Happy National Taco Day! I’m celebrating with a traditional, lesser known taco that is not for the faint of carbs.
Tacos de papa or potato tacos take me back to childhood, when my mom and grandmother would make them. Meat has always grossed me out, so instead of a ground beef taco, I would get a taco filled with mashed potatoes. It might sound a bit odd and bland to fill a starch with a starch, but this is simple, peasant comfort food at its best. Like any cuisine, this dish varies in each household. Some keep it simple, only seasoning with salt and pepper, while others may add onion, chile, cumin, or a little chorizo.

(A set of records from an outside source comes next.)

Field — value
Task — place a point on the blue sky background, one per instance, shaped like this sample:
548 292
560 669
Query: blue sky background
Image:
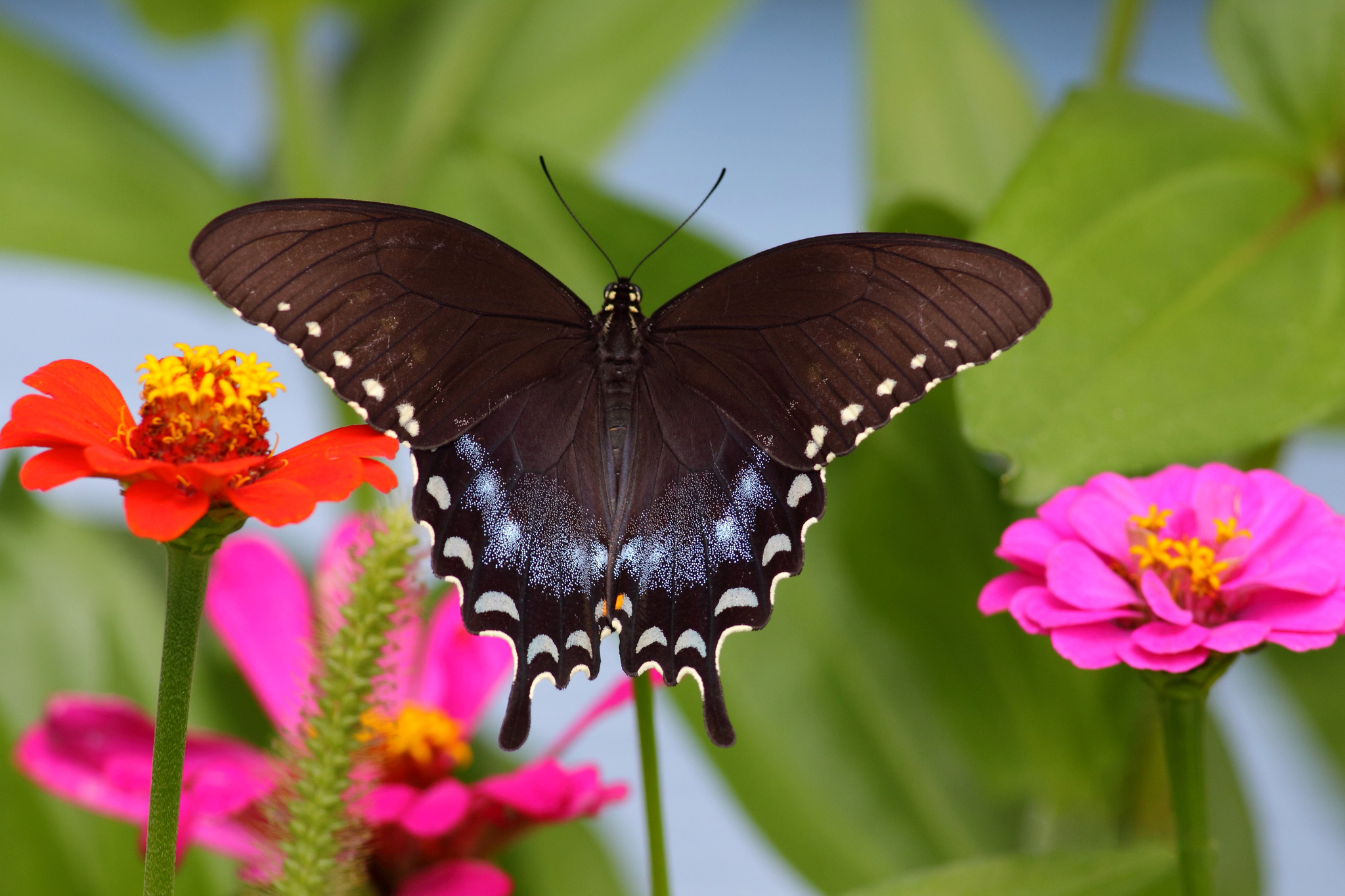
775 97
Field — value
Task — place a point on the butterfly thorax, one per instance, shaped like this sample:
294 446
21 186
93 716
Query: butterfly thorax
619 356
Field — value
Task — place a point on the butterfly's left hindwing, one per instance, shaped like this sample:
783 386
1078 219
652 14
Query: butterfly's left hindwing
516 511
713 523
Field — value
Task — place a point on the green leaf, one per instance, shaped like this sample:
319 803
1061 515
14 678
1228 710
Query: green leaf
950 110
529 75
82 177
1146 871
509 198
79 610
1197 276
1286 61
562 860
883 723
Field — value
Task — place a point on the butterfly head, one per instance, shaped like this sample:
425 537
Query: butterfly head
622 296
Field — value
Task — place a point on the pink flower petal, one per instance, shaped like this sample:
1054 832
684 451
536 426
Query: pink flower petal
1101 522
998 591
385 803
458 878
1301 641
1090 647
1292 612
257 602
1237 636
439 809
1161 599
1025 544
462 671
1049 612
1137 657
1079 576
1055 512
1166 637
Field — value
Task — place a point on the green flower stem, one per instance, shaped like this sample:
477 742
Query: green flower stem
1181 708
187 574
319 832
653 796
1116 47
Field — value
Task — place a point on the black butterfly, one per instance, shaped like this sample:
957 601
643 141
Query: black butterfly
585 473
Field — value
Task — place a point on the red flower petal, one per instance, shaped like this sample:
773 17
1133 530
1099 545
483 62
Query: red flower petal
378 475
84 409
54 468
160 511
349 441
273 500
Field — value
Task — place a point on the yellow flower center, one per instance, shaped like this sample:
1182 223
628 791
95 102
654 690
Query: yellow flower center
202 406
418 746
1189 567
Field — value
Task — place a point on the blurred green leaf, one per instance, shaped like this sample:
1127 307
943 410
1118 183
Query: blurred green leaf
554 77
509 198
883 723
1196 274
562 860
1286 61
82 177
950 110
79 610
1146 871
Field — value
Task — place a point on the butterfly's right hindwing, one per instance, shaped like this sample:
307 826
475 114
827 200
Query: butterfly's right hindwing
512 505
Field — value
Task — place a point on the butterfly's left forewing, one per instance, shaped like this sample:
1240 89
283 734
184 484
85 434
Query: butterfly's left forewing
712 524
516 508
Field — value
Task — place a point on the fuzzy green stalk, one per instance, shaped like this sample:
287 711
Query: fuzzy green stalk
188 567
1181 710
318 826
1116 47
653 796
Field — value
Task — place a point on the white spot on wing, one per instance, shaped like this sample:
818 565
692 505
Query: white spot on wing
542 644
437 489
736 598
774 545
456 547
690 640
499 602
653 634
580 640
801 486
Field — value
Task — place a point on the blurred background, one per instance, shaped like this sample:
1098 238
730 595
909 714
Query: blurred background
884 726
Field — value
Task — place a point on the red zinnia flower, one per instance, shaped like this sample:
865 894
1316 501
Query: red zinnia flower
201 442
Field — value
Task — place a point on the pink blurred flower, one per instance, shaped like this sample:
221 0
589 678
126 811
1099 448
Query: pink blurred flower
1161 571
96 753
431 829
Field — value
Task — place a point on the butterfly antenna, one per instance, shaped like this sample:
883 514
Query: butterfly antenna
718 181
550 181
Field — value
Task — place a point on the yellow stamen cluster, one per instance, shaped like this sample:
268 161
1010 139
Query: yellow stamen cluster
418 743
202 406
1155 522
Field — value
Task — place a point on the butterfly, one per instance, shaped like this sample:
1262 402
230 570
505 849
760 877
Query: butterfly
585 475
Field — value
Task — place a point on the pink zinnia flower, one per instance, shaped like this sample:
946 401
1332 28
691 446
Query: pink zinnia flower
431 830
1161 571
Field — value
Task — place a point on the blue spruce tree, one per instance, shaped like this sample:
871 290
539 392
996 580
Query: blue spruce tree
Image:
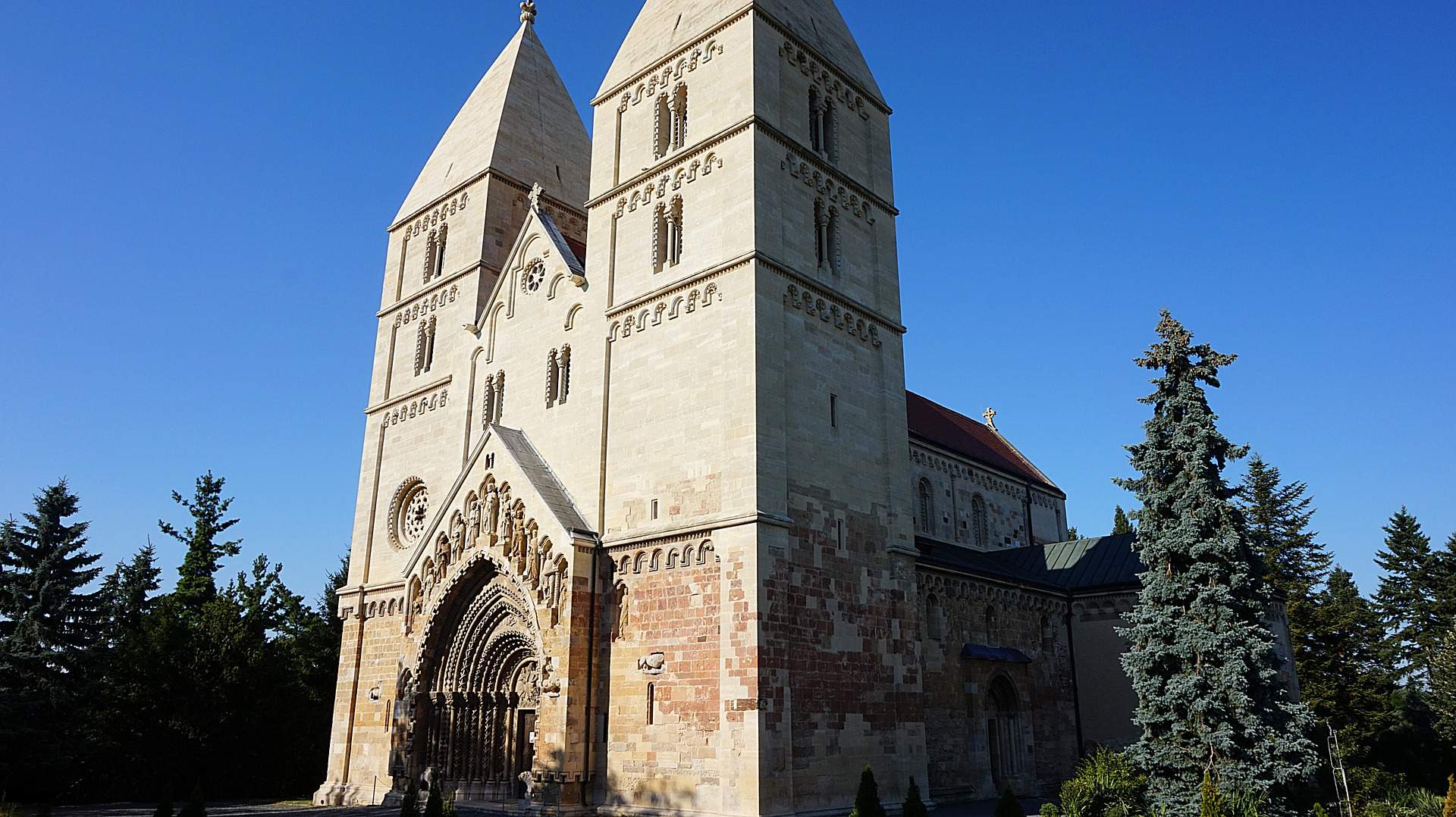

Not many local restaurants serve potato tacos, but every Monday, the The Riviera serves them for $1.25, along with over six other different varieties of tacos. Several other local spots serve potato flautas as well. At the Rivieria, I always get one avocado, one bean, and one potato. The potato one is probably my favorite. It’s so flavorful and spicy with chile speckled throughout. The recipe below is my interpretation of it, and I think it comes pretty darn close to theirs.
Potato tacos are usually served deep fried, but I prefer mine unfried. I don’t like deep frying things at home because it’s messy, a hassle, and stinks up the house. I tried oven-frying the tacos and I think it turned out very similar without all the extra fat and hassle. Potatoes are also usually boiled and mashed, but I think by dicing and sauteing them, you get more flavor.
Tacos de Papa
Makes 4 tacos
2 medium potatoes, peeled & diced into ½″ cubes (about 2 cups)
¼ teaspoon or more of granulated garlic powder
Salt & freshly ground black pepper
- Roast the jalapeño over an open flame of a gas burner until blackened. Wrap in a paper towel & set aside to allow skin to steam & cool (this will make it easier to peel).
- Heat about a tablespoon of oil or vegan margarine in a pan over medium high heat. Add diced potatoes and season with salt, pepper, & garlic powder. Cook for 3-5 minutes or until golden, stirring frequently. Turn down the heat, cover, & cook for 10-15 more minutes or until cooked through, stirring occasionally. Add a bit of water throughout the cooking process if the potatoes are drying out too much.
- In the meantime, peel & dice the jalapeno. Remove the seeds & ribs if you want to tone down the heat.
- When the potatoes are done, transfer them to a bowl & mash into a coarse mixture with a fork. Add jalapeño & season if necessary.